A sub-population of 23 patients had elevated CRP levels, and was separated into 2 groups, Meriva (mean age 43.3; 8 females) and control (mean age 44.2; 6 females), to assess the effects of Meriva on CRP levels. Meriva patients experienced a significant decrease in CRP from 168 mg/L at inclusion to a final level of 13.1 mg/L at 3 months, with a significant improvement detected after 2 months. The control group began the trial at 175 mg/L, and at the end of the trial had decreased to only 112 mg/L. The Meriva patients had a significantly greater reduction in CRP levels, which were almost normalized, while in the control group the CRP level remained elevated by the end of the 3-month trial (P<0.05).
Several other measures were considered as secondary end-points, including emotional wellbeing, decrease in pharmaceutical medication consumption, and digestive disturbances. Emotional wellbeing improved significantly in the Meriva group (from 34.9 to 10.5 [P<0.05]), while it remained constant in the control group. The decrease in digestive problems was 38% in Meriva and 15% in the control group.
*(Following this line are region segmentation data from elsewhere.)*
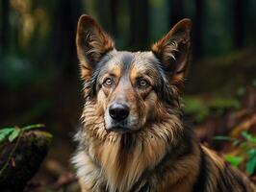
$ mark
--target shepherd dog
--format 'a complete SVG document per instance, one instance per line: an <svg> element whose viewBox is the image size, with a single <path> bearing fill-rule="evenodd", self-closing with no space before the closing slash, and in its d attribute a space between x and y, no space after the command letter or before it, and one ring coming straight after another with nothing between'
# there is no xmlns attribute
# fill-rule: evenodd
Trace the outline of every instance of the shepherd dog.
<svg viewBox="0 0 256 192"><path fill-rule="evenodd" d="M185 18L150 51L117 51L93 18L80 17L85 103L72 163L83 192L256 191L185 126L191 28Z"/></svg>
Analgesic medication (non-steroidal anti-inflammatory drugs, NSAIDs) consumption decreased 63% in the Meriva group compared to 12% in the control group (P<0.05).
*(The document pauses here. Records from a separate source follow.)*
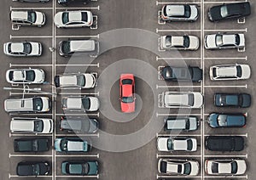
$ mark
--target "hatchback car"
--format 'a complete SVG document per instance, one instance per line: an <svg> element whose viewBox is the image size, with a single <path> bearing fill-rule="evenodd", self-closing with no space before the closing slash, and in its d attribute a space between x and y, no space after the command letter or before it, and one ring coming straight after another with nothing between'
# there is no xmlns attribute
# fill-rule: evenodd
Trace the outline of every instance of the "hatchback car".
<svg viewBox="0 0 256 180"><path fill-rule="evenodd" d="M244 34L211 34L205 37L207 49L241 48L245 47Z"/></svg>
<svg viewBox="0 0 256 180"><path fill-rule="evenodd" d="M90 11L61 11L55 15L56 27L89 27L93 24Z"/></svg>
<svg viewBox="0 0 256 180"><path fill-rule="evenodd" d="M64 110L96 111L99 110L100 101L96 97L64 97L62 109Z"/></svg>
<svg viewBox="0 0 256 180"><path fill-rule="evenodd" d="M241 151L244 139L241 136L208 136L206 149L212 151Z"/></svg>
<svg viewBox="0 0 256 180"><path fill-rule="evenodd" d="M251 76L248 65L223 65L210 67L210 78L212 81L245 80Z"/></svg>
<svg viewBox="0 0 256 180"><path fill-rule="evenodd" d="M161 49L197 50L200 40L195 36L162 36L160 39Z"/></svg>
<svg viewBox="0 0 256 180"><path fill-rule="evenodd" d="M198 129L200 121L195 116L168 117L165 119L165 131L195 131Z"/></svg>
<svg viewBox="0 0 256 180"><path fill-rule="evenodd" d="M59 53L61 56L68 57L72 55L90 55L97 57L100 51L98 41L90 40L68 40L59 43Z"/></svg>
<svg viewBox="0 0 256 180"><path fill-rule="evenodd" d="M64 132L94 133L99 128L96 119L61 117L61 130Z"/></svg>
<svg viewBox="0 0 256 180"><path fill-rule="evenodd" d="M53 121L46 118L13 117L10 121L11 132L20 133L52 133Z"/></svg>
<svg viewBox="0 0 256 180"><path fill-rule="evenodd" d="M239 107L251 106L251 95L247 93L215 93L214 105L217 107Z"/></svg>
<svg viewBox="0 0 256 180"><path fill-rule="evenodd" d="M96 176L98 174L98 162L91 161L64 161L61 163L61 172L71 176Z"/></svg>
<svg viewBox="0 0 256 180"><path fill-rule="evenodd" d="M34 97L26 98L8 98L4 101L6 112L49 112L51 100L48 97Z"/></svg>
<svg viewBox="0 0 256 180"><path fill-rule="evenodd" d="M40 56L42 44L36 42L9 42L3 44L3 53L15 57Z"/></svg>
<svg viewBox="0 0 256 180"><path fill-rule="evenodd" d="M160 159L158 172L169 175L196 176L199 173L199 163L196 160Z"/></svg>
<svg viewBox="0 0 256 180"><path fill-rule="evenodd" d="M246 125L244 114L212 113L208 116L211 127L241 127Z"/></svg>
<svg viewBox="0 0 256 180"><path fill-rule="evenodd" d="M14 141L15 152L44 152L49 150L48 138L16 138Z"/></svg>
<svg viewBox="0 0 256 180"><path fill-rule="evenodd" d="M18 176L45 176L49 174L49 163L43 161L22 161L16 167Z"/></svg>
<svg viewBox="0 0 256 180"><path fill-rule="evenodd" d="M239 19L250 14L251 6L249 2L224 3L211 7L208 11L208 17L212 21Z"/></svg>
<svg viewBox="0 0 256 180"><path fill-rule="evenodd" d="M89 152L91 145L79 138L59 138L55 140L55 149L57 152Z"/></svg>
<svg viewBox="0 0 256 180"><path fill-rule="evenodd" d="M159 151L196 151L196 138L158 138L157 149Z"/></svg>
<svg viewBox="0 0 256 180"><path fill-rule="evenodd" d="M166 81L179 82L192 81L201 82L202 80L202 70L199 67L171 67L165 66L160 69L160 73Z"/></svg>
<svg viewBox="0 0 256 180"><path fill-rule="evenodd" d="M160 103L165 108L201 108L203 95L197 92L163 92Z"/></svg>
<svg viewBox="0 0 256 180"><path fill-rule="evenodd" d="M195 21L199 16L198 7L195 4L166 4L162 8L162 20Z"/></svg>
<svg viewBox="0 0 256 180"><path fill-rule="evenodd" d="M42 84L45 73L42 69L14 69L7 70L5 77L12 84Z"/></svg>
<svg viewBox="0 0 256 180"><path fill-rule="evenodd" d="M96 83L93 73L67 73L55 77L55 85L61 88L93 88Z"/></svg>
<svg viewBox="0 0 256 180"><path fill-rule="evenodd" d="M12 10L10 20L13 25L41 27L45 24L44 13L34 10Z"/></svg>
<svg viewBox="0 0 256 180"><path fill-rule="evenodd" d="M135 111L135 80L132 74L122 74L119 80L121 110L125 113Z"/></svg>
<svg viewBox="0 0 256 180"><path fill-rule="evenodd" d="M206 160L205 172L209 175L242 175L247 171L244 160Z"/></svg>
Previous research has indicated that this proprietary curcumin-phosphatidylcholine complex had a superior bioavailability to curcumin alone, with an over 20-fold improvement of plasma curcuminoid concentration.¹ The overall results from this new clinical study suggest that Meriva, when integrated with conventional medication, improves the general quality of life of OA patients, decreasing the painful symptoms associated with the disease, improving joint functionality, and reducing the consumption of NSAIDs.
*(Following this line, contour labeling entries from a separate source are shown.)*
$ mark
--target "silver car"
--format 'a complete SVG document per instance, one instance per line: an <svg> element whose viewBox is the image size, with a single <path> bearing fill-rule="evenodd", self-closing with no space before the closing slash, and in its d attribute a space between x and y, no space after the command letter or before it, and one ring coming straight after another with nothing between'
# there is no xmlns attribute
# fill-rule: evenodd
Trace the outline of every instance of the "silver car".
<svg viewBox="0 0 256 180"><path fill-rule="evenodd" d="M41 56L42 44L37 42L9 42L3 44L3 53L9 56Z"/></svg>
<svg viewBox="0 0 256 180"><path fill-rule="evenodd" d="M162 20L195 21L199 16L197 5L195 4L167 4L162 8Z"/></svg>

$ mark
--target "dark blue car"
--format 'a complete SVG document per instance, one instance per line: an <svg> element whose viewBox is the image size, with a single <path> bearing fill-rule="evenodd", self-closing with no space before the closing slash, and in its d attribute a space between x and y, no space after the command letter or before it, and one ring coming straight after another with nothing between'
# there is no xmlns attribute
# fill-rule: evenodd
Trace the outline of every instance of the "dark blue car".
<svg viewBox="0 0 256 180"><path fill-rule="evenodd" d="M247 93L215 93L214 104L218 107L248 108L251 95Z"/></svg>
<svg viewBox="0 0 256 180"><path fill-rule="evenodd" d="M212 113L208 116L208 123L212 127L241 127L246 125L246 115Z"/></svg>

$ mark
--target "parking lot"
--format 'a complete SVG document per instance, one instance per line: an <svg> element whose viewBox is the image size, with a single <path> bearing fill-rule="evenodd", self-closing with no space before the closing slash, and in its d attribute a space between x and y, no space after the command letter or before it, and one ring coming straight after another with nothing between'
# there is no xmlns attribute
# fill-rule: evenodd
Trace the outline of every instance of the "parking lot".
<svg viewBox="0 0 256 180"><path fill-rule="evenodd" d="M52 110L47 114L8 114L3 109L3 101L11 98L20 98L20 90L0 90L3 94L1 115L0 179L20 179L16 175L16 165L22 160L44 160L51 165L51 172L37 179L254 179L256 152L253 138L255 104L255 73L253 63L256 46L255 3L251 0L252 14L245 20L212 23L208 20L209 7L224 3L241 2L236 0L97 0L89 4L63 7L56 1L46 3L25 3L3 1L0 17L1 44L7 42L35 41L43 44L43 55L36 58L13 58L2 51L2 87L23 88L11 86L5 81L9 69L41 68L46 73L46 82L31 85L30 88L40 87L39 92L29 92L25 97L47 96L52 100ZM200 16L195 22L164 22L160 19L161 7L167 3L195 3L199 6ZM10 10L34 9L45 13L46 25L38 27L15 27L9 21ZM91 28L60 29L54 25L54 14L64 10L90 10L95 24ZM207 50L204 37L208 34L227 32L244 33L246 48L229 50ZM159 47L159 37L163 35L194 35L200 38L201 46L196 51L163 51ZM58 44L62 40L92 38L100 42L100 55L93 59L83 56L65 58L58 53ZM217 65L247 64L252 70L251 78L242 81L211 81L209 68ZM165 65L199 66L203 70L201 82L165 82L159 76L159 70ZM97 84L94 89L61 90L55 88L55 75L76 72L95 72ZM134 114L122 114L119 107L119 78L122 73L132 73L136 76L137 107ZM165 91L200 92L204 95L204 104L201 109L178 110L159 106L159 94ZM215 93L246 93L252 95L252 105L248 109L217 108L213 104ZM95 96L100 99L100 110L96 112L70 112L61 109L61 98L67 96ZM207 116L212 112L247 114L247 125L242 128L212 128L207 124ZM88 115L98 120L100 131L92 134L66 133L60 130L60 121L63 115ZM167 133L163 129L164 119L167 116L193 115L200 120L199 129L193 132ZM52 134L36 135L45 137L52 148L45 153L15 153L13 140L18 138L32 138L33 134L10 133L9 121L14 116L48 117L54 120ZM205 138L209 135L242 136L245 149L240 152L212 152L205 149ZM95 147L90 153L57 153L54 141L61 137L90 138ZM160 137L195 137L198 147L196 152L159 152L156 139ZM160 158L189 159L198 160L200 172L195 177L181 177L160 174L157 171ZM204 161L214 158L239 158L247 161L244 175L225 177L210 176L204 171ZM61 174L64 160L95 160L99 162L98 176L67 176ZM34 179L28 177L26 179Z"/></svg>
Whether Meriva affects the levels of other inflammatory cytokines, e.g., TNF-alpha, was not investigated in this trial. Such information would have been constructive, as TNF-alpha blocker medications have been approved for this disease. Furthermore, a potential weakness of this study is the lack of a control group taking a non-formulated curcumin extract alone to compare with Meriva. Such direct comparison could help determine the possible superiority of Meriva over a more conventional curcumin extract. The dosage of curcumin in Meriva used in the study (200 mg) was significantly lower than those of unformulated curcumin preparations found clinically active in the treatment of inflammatory diseases (over 1 g).2
—Erin Miner and Mark Blumenthal
- Marczylo TH, Vershoyle RD, Cooke DN, Morazzoni P, Steward WP, Gesher AJ. Comparison of systematic availability of curcumin with that of curcumin formulated with phosphatidylcholine. Cancer Chemother Pharmacol. 2007;60:171-177.
- Surenka JS. Anti-inflammatory properties of curcumin, a major constituent of Curcuma longa: a review of preclinical and clinical research. Altern Med Rev 2009;14:141-153.